Python analysis package

LDMX-Software / fire

Event-by-event processing framework using HDF5 and C++17

https://ldmx-software.github.io/fire/

GNU General Public License v3.0

1 stars 0 forks source link

Python analysis package #27

Open tomeichlersmith opened 2 years ago

tomeichlersmith commented 2 years ago

Goal

I want a user to be able to do the following

import fire.ana
with fire.ana.File('input.h5') as f : 
    for event in f : 
        total_E = sum(event['recon/hits/energy'])

This will make fire explicitly depend on h5py, but only at this module level.

I'm thinking the implementation of this would be similar to the current Framework's EventTree module while using h5py to access the data sets on disk. Similar to the EventTree module, this would only be designed to read fire files. The user could still produce other HDF5 files with direct access to h5py, but those files will not be standardized in the way fire files are. (This is similar to how ROOT-based Python analyses function as well).

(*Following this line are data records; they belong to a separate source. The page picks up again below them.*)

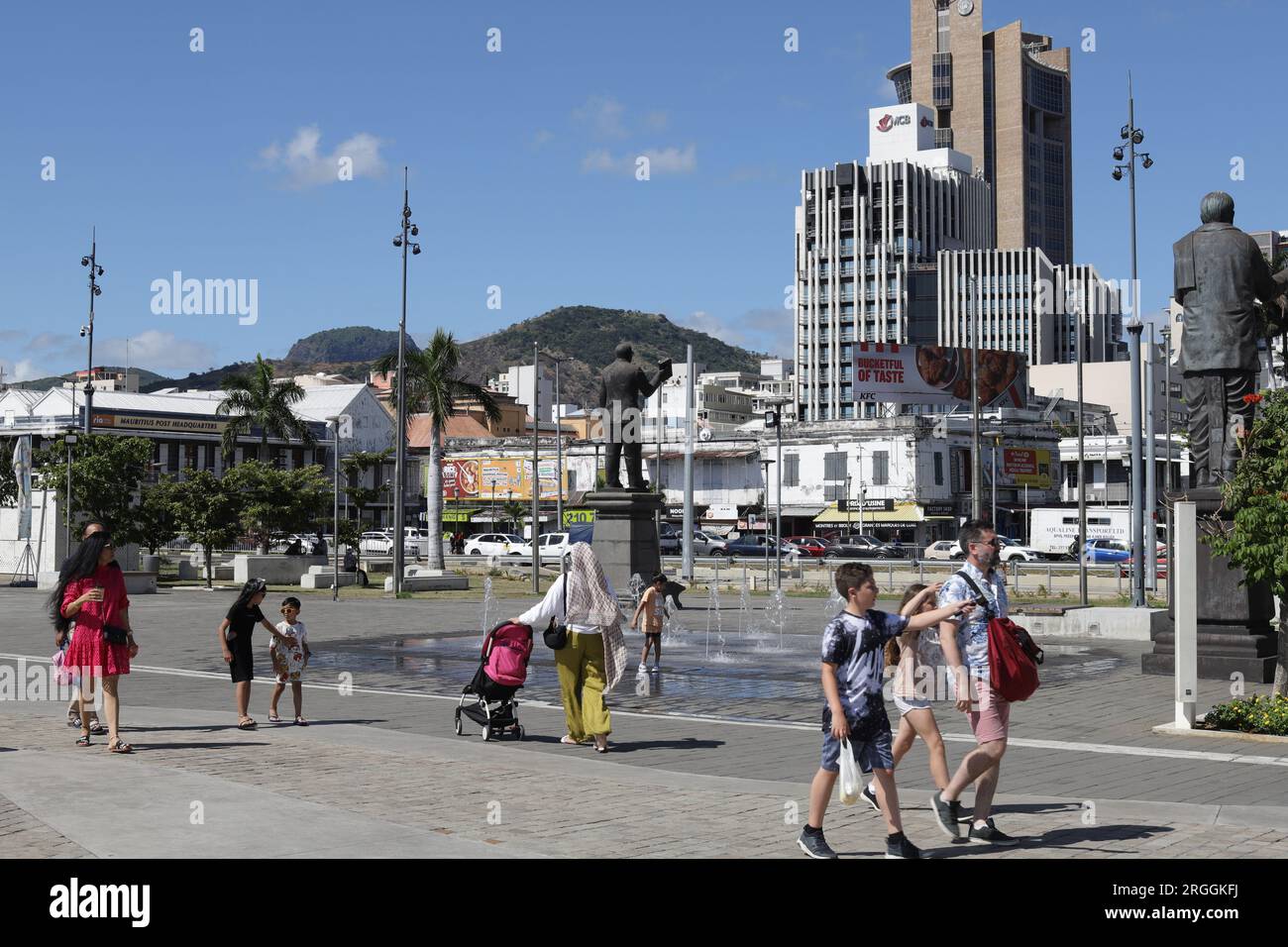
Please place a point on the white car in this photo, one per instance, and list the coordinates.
(943, 551)
(376, 543)
(1013, 551)
(494, 544)
(553, 547)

tomeichlersmith commented 2 years ago

Supporting a to_awkward read method would help support some current python analyses

tomeichlersmith commented 2 years ago

I think borrowing (stealing?) some design principles from uproot is beneficial in order to align with some current python analyses (as well as recognizing that uproot is a well designed package).

The main components I see are the following:

Chunk-based loading (what uproot calls "lazy" loading) so that only a few events' data are in memory at a time.
Full loading to get all requested data into a python object in memory
Loading into structures from three popular packages: numpy, pandas, and awkward
Wrapping of numpy-like slicing into loading function (not for improved performance, just to mimic TTree::Draw access pattern)
I/O of binned data (histograms)
File exploration (already supported via h5py methods, perhaps add wrappers to make it more similar to uproot)
Loading of multiple files is done in similar ways as single file (either through complete or chunk loading)

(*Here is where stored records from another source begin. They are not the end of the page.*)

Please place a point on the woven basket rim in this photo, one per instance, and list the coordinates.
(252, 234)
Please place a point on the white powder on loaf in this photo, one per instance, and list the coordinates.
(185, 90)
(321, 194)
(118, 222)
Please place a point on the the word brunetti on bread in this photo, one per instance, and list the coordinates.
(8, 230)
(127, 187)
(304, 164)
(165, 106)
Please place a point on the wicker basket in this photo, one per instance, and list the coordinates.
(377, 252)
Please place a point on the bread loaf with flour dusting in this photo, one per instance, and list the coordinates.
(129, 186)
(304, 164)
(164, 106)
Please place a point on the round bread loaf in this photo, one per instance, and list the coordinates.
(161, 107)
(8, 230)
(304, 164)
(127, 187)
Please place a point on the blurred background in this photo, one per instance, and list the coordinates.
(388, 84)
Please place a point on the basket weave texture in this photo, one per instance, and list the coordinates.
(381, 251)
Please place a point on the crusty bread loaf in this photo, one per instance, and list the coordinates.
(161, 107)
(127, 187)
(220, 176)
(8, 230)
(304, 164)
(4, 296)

The h5py package backing us allows us to avoid the actual disk reading that uproot needs to implement. What this package would need to focus on is the recursive reconstruction of hierarchical data from the "flattened" data that is within the HDF5 file. This will be similar in structure to the h5::Data class I assume.

tomeichlersmith commented 2 years ago

Awkward

The function ak.zip is probably what we want. This would allow us to choose the objects to load and zip them together into the ragged-array style of awkward.

Pandas

pandas.DataFrame can simply wrap numpy arrays. Will need to test the performance, but that might work the best.

Numpy

This is the default return value of h5py so I doubt anything much heavier is needed.